There are a few main styles of locks for folding knife.

None: What it says on the tin.  It just doesn't lock.  This is fairly common with Swiss Army Knives (SAKs) and their derivatives.

Liner Lock: The liner is the part of the knife that lays to either side of the blade it's self, and sometimes is an integrated piece with the grip, though sometimes grips are added onseparately.  In a liner lock some portion of the liner is tension-loaded to slip into the center-channel of the knife once the blade is unfolded.  It then rests behind a tab/shelf on the knife, in order to hold the knife blade in place.  You need to reach into the internal portion of the handle and press this tab to the side in order to un-lock the knife.  An example from knifekits can be found here.

This style is one of the simplest, and easiest to construct, but also requires some dexterity to close well, and some people are nervous about the possibility of the blade slicing their fingers due to the fact that you need to start to shut the knife while holding the tab in, and as such your fingers will be in the path of the blade as it starts to fold.  As long as you keep control of the blade, though, it should be safe.  Another complaint about liner locks is that some of the cheeper liner lock blades don't lock the blade open well, which is a danger when it is in use.

Spine Lock: In this case, when the blade is unfolded, the blade is held in place by the spine of the handle sliding in behind the spine of the blade, and into a knotch there, where a tab on the spine interlocks with a tab on the axis around which the blade rotates, thus preventing the blade from moving.  The tab on the spine is kept depressed there by a spring.  You over-come this by pressing on a spot on the spine, where there is a divot to either side in the handle.  This raises the spine-tab out of the blade-notch, and allows the blade to fold.
An example from knifekits can be found here.

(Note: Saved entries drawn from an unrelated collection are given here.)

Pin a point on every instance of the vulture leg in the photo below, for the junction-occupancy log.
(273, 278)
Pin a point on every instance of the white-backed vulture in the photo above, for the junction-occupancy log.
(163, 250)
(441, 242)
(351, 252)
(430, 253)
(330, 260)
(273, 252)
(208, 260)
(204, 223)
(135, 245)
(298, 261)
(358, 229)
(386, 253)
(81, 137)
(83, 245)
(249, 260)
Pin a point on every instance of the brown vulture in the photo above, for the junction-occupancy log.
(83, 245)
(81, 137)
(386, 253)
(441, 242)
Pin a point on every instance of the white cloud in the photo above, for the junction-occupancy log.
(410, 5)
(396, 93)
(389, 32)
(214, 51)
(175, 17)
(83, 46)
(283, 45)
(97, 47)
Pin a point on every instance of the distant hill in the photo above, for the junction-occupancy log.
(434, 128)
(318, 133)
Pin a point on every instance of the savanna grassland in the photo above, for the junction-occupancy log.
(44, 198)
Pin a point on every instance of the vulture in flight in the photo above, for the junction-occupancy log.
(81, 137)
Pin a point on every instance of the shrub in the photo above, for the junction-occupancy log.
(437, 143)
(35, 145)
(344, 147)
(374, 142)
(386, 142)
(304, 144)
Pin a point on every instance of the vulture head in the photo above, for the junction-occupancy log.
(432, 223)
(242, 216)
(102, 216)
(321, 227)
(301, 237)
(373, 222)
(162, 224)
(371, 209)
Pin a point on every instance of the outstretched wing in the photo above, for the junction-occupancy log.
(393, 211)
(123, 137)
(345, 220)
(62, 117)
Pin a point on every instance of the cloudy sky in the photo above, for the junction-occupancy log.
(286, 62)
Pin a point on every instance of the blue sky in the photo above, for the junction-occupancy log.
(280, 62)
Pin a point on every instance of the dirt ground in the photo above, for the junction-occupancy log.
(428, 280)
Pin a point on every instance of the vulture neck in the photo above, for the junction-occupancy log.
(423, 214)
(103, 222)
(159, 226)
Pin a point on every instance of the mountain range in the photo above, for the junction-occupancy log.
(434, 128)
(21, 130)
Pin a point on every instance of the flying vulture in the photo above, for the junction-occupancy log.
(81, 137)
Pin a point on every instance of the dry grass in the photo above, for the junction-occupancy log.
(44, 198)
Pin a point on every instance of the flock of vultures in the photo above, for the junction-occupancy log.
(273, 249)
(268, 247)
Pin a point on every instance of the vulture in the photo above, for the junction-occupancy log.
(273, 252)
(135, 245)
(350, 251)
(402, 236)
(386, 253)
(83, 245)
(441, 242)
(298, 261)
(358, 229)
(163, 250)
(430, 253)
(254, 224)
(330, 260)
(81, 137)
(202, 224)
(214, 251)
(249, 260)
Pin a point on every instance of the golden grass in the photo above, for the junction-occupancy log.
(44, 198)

This style of lock removes the need to place your fingers in the way of the folding knife, but for most users still requires two hands to operate.  It also introduces a few additional moving parts, but is still relatively simple to set up.

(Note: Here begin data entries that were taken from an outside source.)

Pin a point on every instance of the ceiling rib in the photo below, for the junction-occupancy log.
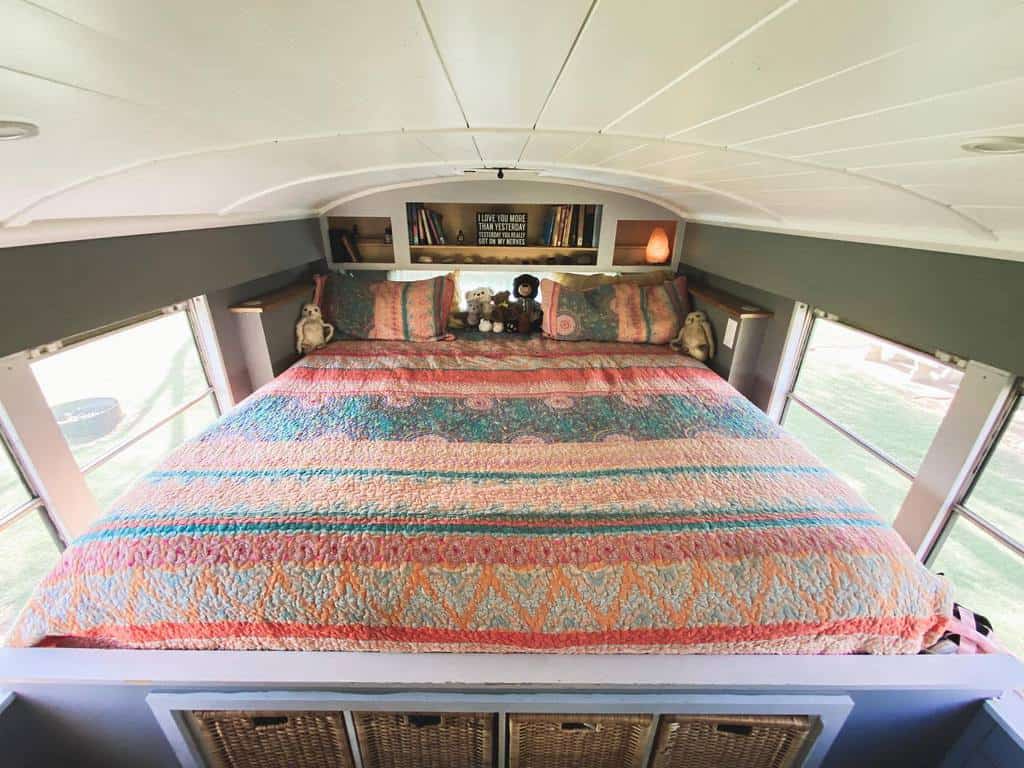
(787, 92)
(84, 89)
(565, 61)
(444, 69)
(882, 111)
(706, 60)
(954, 134)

Button Lock:  In this particular style of lock, the blade is kept locked by a rod that passes through a knotch in the area that the blade rotates around, and which is manipulated by a button.  When the button is not depressed, the rod is wide enough to lock the blade in place.  When the button is depressed, the rod is narrow enough for the blade to rotate, and the knotch to slip out from around the rod, thus allowing the blade to rotate.  An example from knifekits can be found here.  It may be a bit big for your use though.

This style of blade is fairly intuitive to use.  It is usually the easiest to open or close with one-handed operation, and in many cases the knife is designed to lock closed, as well as locking open, thus leaving an even lower than usual possibility of the knife opening in your pocket and injuring you when you go to reach for it.  This locking style has more moving parts than most, but I have been told that the specific part above is relatively easy for anyone with an engineering mind-set, or physical technical skills.  This is my personally preferred lock-style for use.

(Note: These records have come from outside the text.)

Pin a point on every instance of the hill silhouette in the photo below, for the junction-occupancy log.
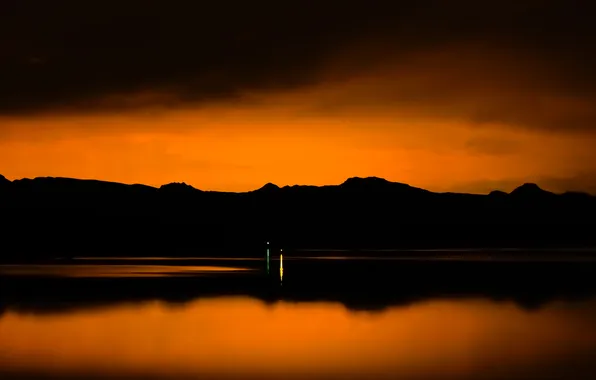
(64, 216)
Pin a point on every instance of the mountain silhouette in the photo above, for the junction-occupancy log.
(64, 216)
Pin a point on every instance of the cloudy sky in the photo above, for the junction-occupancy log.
(228, 95)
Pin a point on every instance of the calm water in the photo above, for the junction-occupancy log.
(92, 321)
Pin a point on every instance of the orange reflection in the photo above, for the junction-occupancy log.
(112, 270)
(239, 337)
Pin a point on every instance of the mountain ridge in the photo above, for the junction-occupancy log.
(47, 216)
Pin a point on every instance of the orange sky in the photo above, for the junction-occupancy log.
(459, 117)
(282, 138)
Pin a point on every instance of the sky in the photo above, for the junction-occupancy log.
(456, 95)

I personally intend to get the knife I linked to in the button lock style.  The one down-side, as far as I'm concerned, is that the blade is above the allowed legal limit length-wide for carrying concealed in my area.  As a result, I will need to shorten the blade with a rasp.  I am currently practicing on tools where the edge is less critical, like my shovels that already came dull.

As far as shirt-pocket-carry, some areas actually have such asinine and restrictive laws that carrying a 2.25 inch blade in your breast pocket is considered to be carrying a concealed and deadly weapon without a permit, and can land you a felony charge.  I strongly suggest contacting your local police and/or sherif's offices, or possibly contacting the public defender's office.  You might also be able to find the laws online from a non-profit knifes rights group.  Once you know what the upper limit is, you can safely stay within it and stay out of trouble, if you so choose.